The system will be operational within months, according to the BBC.
“Police forces across England, Wales and Scotland will soon be able to share the information on one central computer.” the report states.
Local councils all over the country are queuing up to connect their existing CCTV cameras to the national system. Any camera, if high enough resolution, can be adapted to work with the new software.
Critics have pointed to incidents where “undesirables”, such as people who have taken part in anti-war rallies, have already had their cars marked by police and added to a central “hotlist”.
Some have been stopped in their cars by anti-terror police units and questioned under threat of arrest for no good reason.
“This is a system meant for criminals but John Catt has not been convicted of anything and on a trip to London, the pensioner found himself pulled over by an anti-terror unit.” the BBC report states.

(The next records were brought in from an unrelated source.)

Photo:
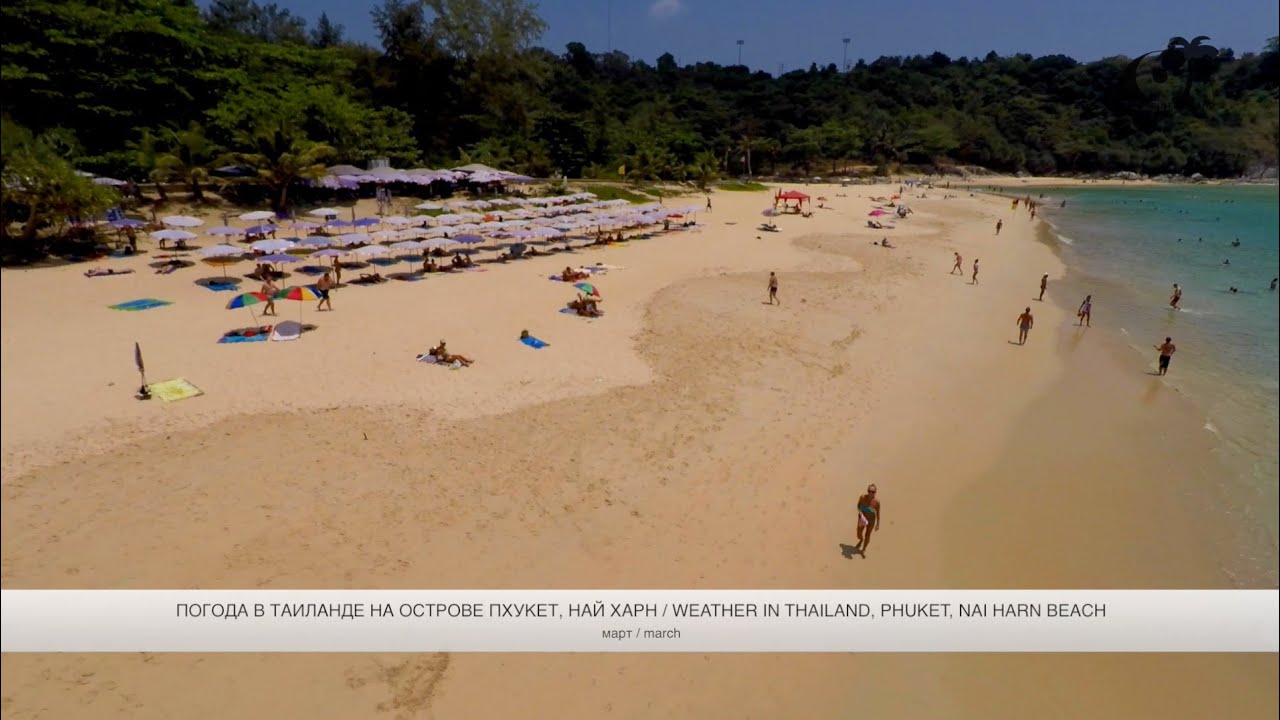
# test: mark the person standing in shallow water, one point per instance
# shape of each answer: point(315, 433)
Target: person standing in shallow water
point(1166, 352)
point(1024, 326)
point(1086, 311)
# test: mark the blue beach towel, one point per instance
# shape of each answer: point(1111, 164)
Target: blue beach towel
point(145, 304)
point(237, 338)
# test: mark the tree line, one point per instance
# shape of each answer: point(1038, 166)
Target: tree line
point(163, 91)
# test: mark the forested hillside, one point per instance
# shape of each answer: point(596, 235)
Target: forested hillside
point(158, 89)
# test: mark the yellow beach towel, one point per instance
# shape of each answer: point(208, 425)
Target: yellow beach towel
point(172, 391)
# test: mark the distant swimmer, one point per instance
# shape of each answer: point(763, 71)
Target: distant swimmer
point(868, 519)
point(1166, 352)
point(1024, 326)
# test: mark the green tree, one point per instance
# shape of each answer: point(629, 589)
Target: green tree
point(41, 188)
point(282, 156)
point(186, 159)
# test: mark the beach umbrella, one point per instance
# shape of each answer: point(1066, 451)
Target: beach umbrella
point(272, 245)
point(279, 258)
point(142, 370)
point(301, 294)
point(247, 300)
point(369, 250)
point(173, 235)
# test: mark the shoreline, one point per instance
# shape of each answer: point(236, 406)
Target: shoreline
point(690, 438)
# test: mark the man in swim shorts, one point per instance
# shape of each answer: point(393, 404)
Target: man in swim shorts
point(1024, 326)
point(868, 519)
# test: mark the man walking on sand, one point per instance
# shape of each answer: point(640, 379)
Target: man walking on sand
point(868, 519)
point(1024, 326)
point(323, 287)
point(1166, 352)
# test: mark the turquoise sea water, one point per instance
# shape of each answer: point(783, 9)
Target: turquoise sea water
point(1123, 246)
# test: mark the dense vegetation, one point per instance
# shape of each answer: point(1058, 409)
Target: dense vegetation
point(158, 90)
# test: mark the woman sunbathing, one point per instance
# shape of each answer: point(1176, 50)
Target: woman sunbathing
point(443, 355)
point(585, 306)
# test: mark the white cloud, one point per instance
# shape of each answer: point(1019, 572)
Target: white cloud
point(666, 8)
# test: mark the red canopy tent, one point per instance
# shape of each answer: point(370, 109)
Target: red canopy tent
point(789, 196)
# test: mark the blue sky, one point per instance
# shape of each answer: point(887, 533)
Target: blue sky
point(798, 32)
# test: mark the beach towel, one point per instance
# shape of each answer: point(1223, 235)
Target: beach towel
point(176, 390)
point(287, 331)
point(237, 338)
point(144, 304)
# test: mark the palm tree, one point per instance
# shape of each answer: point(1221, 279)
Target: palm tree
point(282, 155)
point(145, 155)
point(187, 159)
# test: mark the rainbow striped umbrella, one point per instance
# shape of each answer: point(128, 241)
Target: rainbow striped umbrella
point(300, 292)
point(247, 300)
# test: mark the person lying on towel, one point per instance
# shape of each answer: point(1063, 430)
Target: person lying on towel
point(443, 355)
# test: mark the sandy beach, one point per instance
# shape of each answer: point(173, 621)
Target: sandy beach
point(694, 436)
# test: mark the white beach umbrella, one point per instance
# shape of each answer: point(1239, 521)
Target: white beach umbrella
point(222, 251)
point(173, 235)
point(272, 246)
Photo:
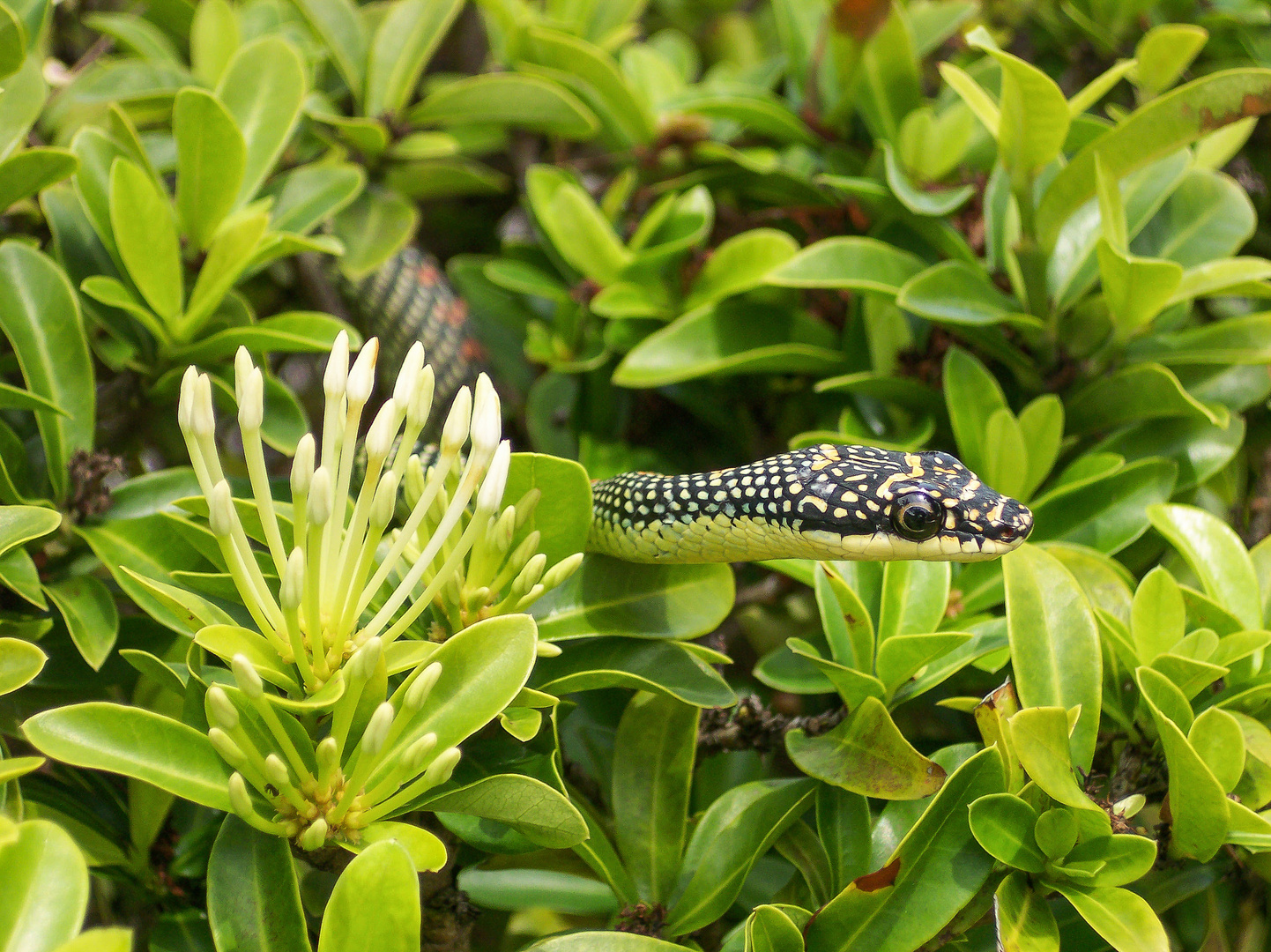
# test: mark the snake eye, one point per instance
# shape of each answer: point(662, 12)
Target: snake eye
point(917, 517)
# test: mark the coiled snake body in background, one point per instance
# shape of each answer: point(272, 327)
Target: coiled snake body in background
point(821, 502)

“I was threatened under the Terrorist Act. I had to answer every question they put to me, and if there were any questions I would refuse to answer, I would be arrested. I thought to myself, what kind of world are we living in?” commented Mr Catt, who regularly attends anti-war protests.
Police have refused to acknowledge the case and will not reveal details of the number and positions of license plate cameras, citing “operational reasons”.